The original SON Act of 2004 – which applies to but isnt limited to lubricant products – empowered the standards and regulatory agency to inspect various products, including engine oils, for compliance with national standards. That 2004 law authorized the agency to seize, destroy or prohibit the sale of non-compliant products, but while regulators had the power to enter any premises where commercial activity was taking place, they did not have the ability to arrest offenders on the spot.

Timothy Abner, of the agencys Management System Certification Directorate, told Lube Report that the 2015 SON Act, which was signed into law by former Nigerian President Goodluck Jonathan in May, now allows the agency to not only confiscate products of substandard quality but to prosecute offenders.

Dr. Joseph Odumodu, director general of SON, stated as much in a recent meeting with members of the Lubricant Producers Association of Nigeria (Lupan) in Abuja, Nigerias capital city.

We have to have strong surveillance, with your support, to ensure that those who have products in the market have the right products, he said. We also expect that every product must be registered. There is a lot of counterfeiting, and some people use up the cans and then refill and sell [them] as the original products. Registration, part of the original law adopted in 2004, is required for many products in Nigeria to ensure compliance with national standards.

Emmanuel Ekpenyong, head of lubricants for Honeywell Oil and Gas in Lagos, said the new law would make enforcement against substandard lubes more effective.

SON could conduct market raids to confiscate substandard products, make arrests and prosecute dealers, he said. He noted that SON could also conduct random product sampling in the market to check to the degree of compliance with established chemical standards, as well as collaborate with the Nigeria Customs Agency to ensure imported products comply with SONs Conformity Assessment Program (SONCAP).

According to Intertek – one of four international accreditation firms that operate the program on behalf of SON- SONCAP is a product conformity scheme whose objective is to help ensure that products exported to Nigeria meet minimum safety requirements. Its goal is to help ensure that Nigerian consumers are not exposed to potentially unsafe and substandard goods.

According to SONs web site, imports into Nigeria are required to undergo verification and testing to receive a SONCAP certificate demonstrating products meet applicable standards and regulations, or a non-conformity report when goods do not comply. Goals include preventing the dumping of substandard goods into the Nigeria market.

However, Ekpenyong added, SON also needs to do a lot of sensitization and awareness programs to educate Nigerians on lubricants, as most unsuspecting buyers know little or nothing about lubricants.
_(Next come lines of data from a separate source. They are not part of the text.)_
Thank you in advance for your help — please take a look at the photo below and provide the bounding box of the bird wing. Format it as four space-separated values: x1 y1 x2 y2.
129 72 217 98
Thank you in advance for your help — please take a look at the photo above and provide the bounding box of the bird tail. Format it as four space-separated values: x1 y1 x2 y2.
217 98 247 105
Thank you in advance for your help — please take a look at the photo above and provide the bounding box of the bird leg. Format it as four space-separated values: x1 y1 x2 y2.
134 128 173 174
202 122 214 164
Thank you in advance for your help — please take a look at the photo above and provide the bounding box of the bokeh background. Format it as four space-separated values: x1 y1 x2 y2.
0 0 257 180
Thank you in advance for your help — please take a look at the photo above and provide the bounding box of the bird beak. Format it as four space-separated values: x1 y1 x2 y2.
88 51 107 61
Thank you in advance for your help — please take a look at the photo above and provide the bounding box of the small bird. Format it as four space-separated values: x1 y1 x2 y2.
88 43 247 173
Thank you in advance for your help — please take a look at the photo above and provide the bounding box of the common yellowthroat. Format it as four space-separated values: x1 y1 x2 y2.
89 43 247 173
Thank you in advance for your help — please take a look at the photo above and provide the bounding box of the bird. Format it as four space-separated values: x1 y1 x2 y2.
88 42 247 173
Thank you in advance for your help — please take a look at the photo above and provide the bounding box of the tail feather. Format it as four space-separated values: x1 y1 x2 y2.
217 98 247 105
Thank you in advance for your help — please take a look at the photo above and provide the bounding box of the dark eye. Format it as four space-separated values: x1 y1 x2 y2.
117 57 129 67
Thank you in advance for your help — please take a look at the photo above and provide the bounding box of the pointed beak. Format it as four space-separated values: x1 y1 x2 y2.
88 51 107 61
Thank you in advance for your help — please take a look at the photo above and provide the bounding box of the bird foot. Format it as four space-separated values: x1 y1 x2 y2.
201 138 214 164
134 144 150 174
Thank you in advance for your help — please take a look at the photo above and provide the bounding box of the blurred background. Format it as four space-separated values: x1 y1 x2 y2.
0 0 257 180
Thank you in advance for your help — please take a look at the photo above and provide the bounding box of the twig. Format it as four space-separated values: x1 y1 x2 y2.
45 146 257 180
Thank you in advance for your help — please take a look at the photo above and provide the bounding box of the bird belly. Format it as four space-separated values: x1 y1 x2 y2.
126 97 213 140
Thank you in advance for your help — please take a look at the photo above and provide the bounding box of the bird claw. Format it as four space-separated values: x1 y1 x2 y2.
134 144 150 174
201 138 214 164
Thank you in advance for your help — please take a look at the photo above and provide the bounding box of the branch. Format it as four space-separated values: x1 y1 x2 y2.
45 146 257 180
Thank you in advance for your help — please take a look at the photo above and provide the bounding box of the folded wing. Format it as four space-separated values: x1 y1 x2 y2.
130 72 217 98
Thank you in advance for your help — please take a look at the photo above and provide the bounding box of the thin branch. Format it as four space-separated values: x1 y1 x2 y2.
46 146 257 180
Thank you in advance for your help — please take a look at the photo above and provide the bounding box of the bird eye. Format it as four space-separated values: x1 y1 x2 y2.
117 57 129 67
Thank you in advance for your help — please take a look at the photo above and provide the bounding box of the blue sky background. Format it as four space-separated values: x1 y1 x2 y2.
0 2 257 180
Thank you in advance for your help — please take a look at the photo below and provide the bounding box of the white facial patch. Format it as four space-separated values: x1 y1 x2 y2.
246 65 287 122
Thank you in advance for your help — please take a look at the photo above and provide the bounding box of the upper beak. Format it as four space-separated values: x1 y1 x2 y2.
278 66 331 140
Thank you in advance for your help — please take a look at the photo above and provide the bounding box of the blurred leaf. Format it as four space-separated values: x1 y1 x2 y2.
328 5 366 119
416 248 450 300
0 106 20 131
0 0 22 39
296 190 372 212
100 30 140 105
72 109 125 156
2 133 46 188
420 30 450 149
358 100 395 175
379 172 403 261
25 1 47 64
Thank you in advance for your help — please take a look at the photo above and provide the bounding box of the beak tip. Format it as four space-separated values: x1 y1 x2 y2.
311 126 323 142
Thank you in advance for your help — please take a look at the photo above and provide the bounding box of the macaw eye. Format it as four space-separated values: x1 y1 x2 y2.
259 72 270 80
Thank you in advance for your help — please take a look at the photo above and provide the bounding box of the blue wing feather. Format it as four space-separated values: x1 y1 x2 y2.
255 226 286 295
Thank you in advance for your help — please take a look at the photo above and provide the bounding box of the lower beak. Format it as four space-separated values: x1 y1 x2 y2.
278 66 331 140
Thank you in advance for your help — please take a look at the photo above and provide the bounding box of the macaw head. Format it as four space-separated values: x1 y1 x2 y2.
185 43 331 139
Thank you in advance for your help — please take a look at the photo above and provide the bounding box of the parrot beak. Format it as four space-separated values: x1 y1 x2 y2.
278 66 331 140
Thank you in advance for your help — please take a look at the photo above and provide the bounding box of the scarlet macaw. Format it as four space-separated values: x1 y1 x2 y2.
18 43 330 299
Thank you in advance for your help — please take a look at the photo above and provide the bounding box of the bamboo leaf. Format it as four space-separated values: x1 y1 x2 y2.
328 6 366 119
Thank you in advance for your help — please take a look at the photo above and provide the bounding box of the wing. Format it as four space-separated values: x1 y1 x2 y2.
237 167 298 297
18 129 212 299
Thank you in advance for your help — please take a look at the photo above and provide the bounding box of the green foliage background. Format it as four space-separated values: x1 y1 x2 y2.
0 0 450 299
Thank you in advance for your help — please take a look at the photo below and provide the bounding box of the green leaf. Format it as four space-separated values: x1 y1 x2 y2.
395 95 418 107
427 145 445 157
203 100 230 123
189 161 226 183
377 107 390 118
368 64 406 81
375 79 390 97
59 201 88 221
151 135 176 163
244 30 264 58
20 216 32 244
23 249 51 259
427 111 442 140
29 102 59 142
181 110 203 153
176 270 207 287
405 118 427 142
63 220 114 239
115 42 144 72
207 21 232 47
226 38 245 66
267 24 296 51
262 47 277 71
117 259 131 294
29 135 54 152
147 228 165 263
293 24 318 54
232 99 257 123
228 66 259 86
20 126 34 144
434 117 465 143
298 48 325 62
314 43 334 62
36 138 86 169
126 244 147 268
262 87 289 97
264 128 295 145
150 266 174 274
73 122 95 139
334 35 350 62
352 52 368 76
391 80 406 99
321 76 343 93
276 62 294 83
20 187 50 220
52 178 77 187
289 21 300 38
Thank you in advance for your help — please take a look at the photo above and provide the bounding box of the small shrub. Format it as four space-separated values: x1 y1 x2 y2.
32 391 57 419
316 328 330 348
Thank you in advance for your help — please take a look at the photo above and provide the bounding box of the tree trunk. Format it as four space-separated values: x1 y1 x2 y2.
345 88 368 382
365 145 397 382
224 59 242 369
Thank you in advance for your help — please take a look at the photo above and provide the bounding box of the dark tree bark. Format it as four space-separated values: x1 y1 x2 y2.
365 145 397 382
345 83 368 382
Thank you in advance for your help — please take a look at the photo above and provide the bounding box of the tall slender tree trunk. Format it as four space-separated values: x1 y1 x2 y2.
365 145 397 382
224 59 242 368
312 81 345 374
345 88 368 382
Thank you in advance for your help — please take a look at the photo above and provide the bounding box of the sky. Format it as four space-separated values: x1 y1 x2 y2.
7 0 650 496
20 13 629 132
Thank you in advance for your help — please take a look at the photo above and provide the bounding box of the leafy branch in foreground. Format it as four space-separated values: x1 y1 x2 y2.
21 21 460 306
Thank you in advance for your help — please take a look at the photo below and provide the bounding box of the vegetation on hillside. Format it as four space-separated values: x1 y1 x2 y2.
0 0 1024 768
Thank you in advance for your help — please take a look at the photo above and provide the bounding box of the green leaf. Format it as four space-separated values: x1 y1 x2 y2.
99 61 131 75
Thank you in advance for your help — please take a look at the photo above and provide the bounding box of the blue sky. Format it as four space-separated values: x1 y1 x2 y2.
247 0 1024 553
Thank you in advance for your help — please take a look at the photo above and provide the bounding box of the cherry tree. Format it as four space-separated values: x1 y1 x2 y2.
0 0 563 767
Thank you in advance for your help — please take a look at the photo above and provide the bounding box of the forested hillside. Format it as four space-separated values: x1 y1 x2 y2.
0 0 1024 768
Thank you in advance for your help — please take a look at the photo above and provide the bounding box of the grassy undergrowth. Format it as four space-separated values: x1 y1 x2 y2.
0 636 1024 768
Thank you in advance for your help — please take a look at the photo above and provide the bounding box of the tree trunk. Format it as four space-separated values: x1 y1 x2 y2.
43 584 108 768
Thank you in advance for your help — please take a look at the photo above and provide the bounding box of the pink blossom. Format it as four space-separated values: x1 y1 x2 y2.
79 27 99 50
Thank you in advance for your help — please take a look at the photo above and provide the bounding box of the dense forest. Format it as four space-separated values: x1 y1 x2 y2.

Emeka Obidike, executive secretary of Lupan, agreed, saying, The surveillance by SON comes on the heel of the new act, which ensures that blenders in the country operate within the ambit of the law and in total compliance with regulatory framework and standards.

Obidike, who described the tougher law as a welcome development, said Lupan is in total support of increased surveillance of the Nigerian lubricant market by SON.

The new SON Act makes it mandatory that without SON certification, blenders cannot import base oils. The implication is that before any blender can import base oils into Nigeria – even before he can raise a letter of credit – the blender must provide a SON certification, and on importation, before base oils are cleared at the seaport, blenders must also provide [proof of compliance with] SONCAP, said Obidike.

According to Interteks web site, regulated products arriving at Nigerian ports without the necessary certificate required by SONCAP may be rejected at the port and refused release. The importer will then be required to take back the goods or face delays while the goods are sampled and then tested to safety standards. The importer will be expected to bear all expenses related to this activity.